Rural/Metro Corp. has little to lose financially in the upcoming election in which voters will decide whether to retain the company's contract with Scottsdale for fire service.
That’s according to Jack Brucker, president and chief executive of the Scottsdale-based company. In a May 20 special election, voters will consider two ballot measures to create a city fire department.
But the company hopes to retain the contract for “emotional and sentimental attachment reasons,” he said.
“It was our first contract and it's our founding contract,” Brucker said. “It's kind of a cornerstone contract and the company has always been identified with the Scottsdale fire contract.”

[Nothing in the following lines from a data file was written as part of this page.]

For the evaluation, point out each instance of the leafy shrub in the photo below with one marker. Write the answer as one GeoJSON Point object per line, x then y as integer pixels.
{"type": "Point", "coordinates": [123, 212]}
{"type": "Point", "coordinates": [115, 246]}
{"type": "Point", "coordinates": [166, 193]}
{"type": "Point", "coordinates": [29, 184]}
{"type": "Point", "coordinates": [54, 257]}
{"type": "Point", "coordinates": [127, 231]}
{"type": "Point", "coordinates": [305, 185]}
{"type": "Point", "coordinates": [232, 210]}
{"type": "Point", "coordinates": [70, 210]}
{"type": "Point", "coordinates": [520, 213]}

From a financial perspective, the contract represents less than 3 percent of Rural/Metro's total revenue and less than 1 percent of its total profit, he said.
The revenue from the Scottsdale fire contract is $16.8 million, while the company's total net revenue last year was $497 million.
“We have approximately 10,000 employees and the total Scottsdale work force is less than 200, so it's less than 2 percent of our work force,” Brucker said.
The Scottsdale fire contract limits Rural/Metro to a 2.6 percent profit margin, Brucker said. Because the company is responsible for all overtime, there's usually no profit, he said.
“Just in the past three or four months, the company has renewed or obtained new contracts that will far exceed the revenue of the Scottsdale contract,” Brucker said. “From a profitability perspective, since we've signed a new contract, we've operated at a break even or slight loss.”
Rural/Metro has about 2,500 employees in Arizona, so losing the contract would not significantly reduce its work force and operations in this state, he said. Those who would lose their jobs would likely be hired by Scottsdale to man its new fire department, he said.
Also, losing the contract wouldn't greatly diminish the company’s presence in Scottsdale, Brucker said.
“We have our communications center that supports Southwest Ambulance here, and we have our corporate office here,” he said. “We also do all of our billing and collections for San Diego, Seattle and Denver . . . the Western states billing company employs about 90 people. Our corporate office as such employs around 100 to 125 people. That supports nationwide and would not be affected.”
Southwest Ambulance is owned by Rural/Metro, serves 14 Valley cities and has a big presence in Tucson, Brucker said.
Nationally, Rural/Metro provides emergency and non-emergency medical transportation, fire protection, and other safety services in about 400 communities, including such large metropolitan areas as San Diego, Orlando, Fla., and Atlanta. In the last three years, the company has been growing at an annual rate of 8 percent, Brucker said.
“We just became the sole provider (of ambulance service) for Las Cruces, N.M., and we also just got a six-year renewal we valued at $70 million to continue to provide for Fort Worth, Texas, and the 12 surrounding communities,” he said. “Also, we just were renewed in Jefferson Township, Kentucky, and at Ohio State University Medical Center, which is a huge medical complex in Columbus, Ohio.”
Compared with the Scottsdale contract, the new contracts feature higher profit margins, Brucker said. For example, the Fort Worth contract's profit margin is higher than 10 percent, he said.
“Just in the past three or four months, the company has renewed or obtained new contracts that will far exceed the revenue of the Scottsdale contract,” he said.”
Still, Rural/Metro does want to retain the Scottsdale contract, Brucker said.
“It's important to our corporate culture and it's important to who we are,” he said.